この2点について説明をお願いしたいと思います。
○阿部部会長 では、事務局からお願いできますか。
○長良雇用保険課長 まず、毎月勤労統計調査をめぐる今回の件に関しておわびを申し上げたいと思います。
 経緯といたしましては、昨年の11月に統計情報部のほうからプレスをさせていただいているところでございますが、いわゆる500人以上規模の事業所については、全数調査をするということとしておりましたが、昨年1月分の調査から神奈川、愛知、大阪府の500人以上の規模の事業所を全数から抽出に切り替える方法で事務的な準備は進められていたということでございます。
 ただ、昨年のいわゆる毎勤のもろもろの事案の中で、統計委員会からの御指摘によってこの抽出調査の形がいわゆる承認統計の手続との関係で問題視されたということがございまして、この事案についても3府県の抽出調査を計画していたところを撤回したということでございまして、撤回して全数調査で行うことにはしたということでございます。

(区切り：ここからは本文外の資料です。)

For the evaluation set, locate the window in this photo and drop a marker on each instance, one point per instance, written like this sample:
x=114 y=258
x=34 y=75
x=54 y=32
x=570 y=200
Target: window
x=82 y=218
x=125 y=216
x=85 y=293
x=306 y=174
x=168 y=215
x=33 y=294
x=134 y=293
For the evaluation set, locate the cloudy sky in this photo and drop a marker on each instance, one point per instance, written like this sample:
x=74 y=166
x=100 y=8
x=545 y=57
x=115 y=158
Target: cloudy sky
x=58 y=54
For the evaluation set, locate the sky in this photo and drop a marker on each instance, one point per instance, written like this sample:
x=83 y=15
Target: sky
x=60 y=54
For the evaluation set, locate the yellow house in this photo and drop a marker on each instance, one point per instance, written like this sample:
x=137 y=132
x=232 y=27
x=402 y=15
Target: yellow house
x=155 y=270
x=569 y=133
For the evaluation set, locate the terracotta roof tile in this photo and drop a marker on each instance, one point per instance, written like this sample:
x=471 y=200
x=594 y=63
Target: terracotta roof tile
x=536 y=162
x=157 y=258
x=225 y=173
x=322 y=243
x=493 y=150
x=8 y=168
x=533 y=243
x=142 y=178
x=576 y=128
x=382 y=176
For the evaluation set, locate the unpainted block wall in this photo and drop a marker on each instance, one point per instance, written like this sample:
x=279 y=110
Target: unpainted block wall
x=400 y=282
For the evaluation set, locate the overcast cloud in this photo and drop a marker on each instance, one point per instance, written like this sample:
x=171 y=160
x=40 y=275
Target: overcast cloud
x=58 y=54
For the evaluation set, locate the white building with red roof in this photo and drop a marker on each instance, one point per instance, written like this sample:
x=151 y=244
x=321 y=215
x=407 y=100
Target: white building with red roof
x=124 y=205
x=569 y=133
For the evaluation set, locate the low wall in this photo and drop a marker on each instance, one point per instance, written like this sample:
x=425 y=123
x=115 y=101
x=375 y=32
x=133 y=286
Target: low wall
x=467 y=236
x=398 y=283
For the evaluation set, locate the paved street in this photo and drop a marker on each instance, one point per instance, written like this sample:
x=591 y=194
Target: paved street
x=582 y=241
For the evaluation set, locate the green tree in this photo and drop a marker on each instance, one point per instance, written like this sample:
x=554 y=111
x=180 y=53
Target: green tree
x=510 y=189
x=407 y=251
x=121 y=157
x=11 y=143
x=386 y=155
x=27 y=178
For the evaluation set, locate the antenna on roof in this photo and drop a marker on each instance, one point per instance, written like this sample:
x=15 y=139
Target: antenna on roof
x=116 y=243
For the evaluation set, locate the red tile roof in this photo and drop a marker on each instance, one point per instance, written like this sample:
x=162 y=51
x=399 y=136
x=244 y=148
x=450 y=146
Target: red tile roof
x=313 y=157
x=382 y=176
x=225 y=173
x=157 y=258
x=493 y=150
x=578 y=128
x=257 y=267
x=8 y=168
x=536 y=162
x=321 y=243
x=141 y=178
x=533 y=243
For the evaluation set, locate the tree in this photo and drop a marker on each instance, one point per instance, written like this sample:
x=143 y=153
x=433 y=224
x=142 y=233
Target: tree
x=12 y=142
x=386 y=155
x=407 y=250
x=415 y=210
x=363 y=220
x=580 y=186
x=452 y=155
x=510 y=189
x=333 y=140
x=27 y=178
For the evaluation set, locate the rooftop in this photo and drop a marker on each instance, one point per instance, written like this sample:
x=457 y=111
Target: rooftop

 その際の事務処理の誤りによりまして、実際には79事業所と聞いておりますけれども、一部の事業所が全国調査の集計に含まれないこととなったということで承知をしているところでございます。そういった事案が重なったことについてはおわびを申し上げたいと思っております。
 チェック体制などにつきましては、今回の事案も受けて、また再発防止などに取り組んでいるということで、具体的にはいわゆる第三者的な専門家のチェックを受けるということも統計の担当からは聞いているところでございまして、引き続き再発防止に努めてまいりたいと思っているところでございます。
○阿部部会長 よろしいですか。
○仁平委員 様々な政策の信頼性に関わる話だと思いますので、改めて再発防止を徹底していただきたいと思います。
○阿部部会長 ほかにいかがですか。よろしいですか。
 私が先ほど御紹介するのを忘れておりましたが、資料3-1をもう一度御覧いただいて、1枚おめくりいただきますと、本件は諮問案件でございますので、先ほどありましたとおり、上限額及び支給限度額を見直すということで諮問がなされておりますが、これにつきまして当部会では妥当とお認めしたいと思いますが、よろしいでしょうか。
(首肯する委員あり)
○阿部部会長 ありがとうございます。
 それでは、報告文案の配付をお願いします。
(報告文案配付)
○阿部部会長 ただいま配付いただきました、またオンラインでは御覧いただいておりますが、報告文案に基づきまして労働政策審議会職業安定分科会長宛に御報告したいと思いますが、よろしいでしょうか。
(首肯する委員あり)
○阿部部会長 ありがとうございます。
 それでは、そのような形で報告をさせていただきたいと思います。ありがとうございました。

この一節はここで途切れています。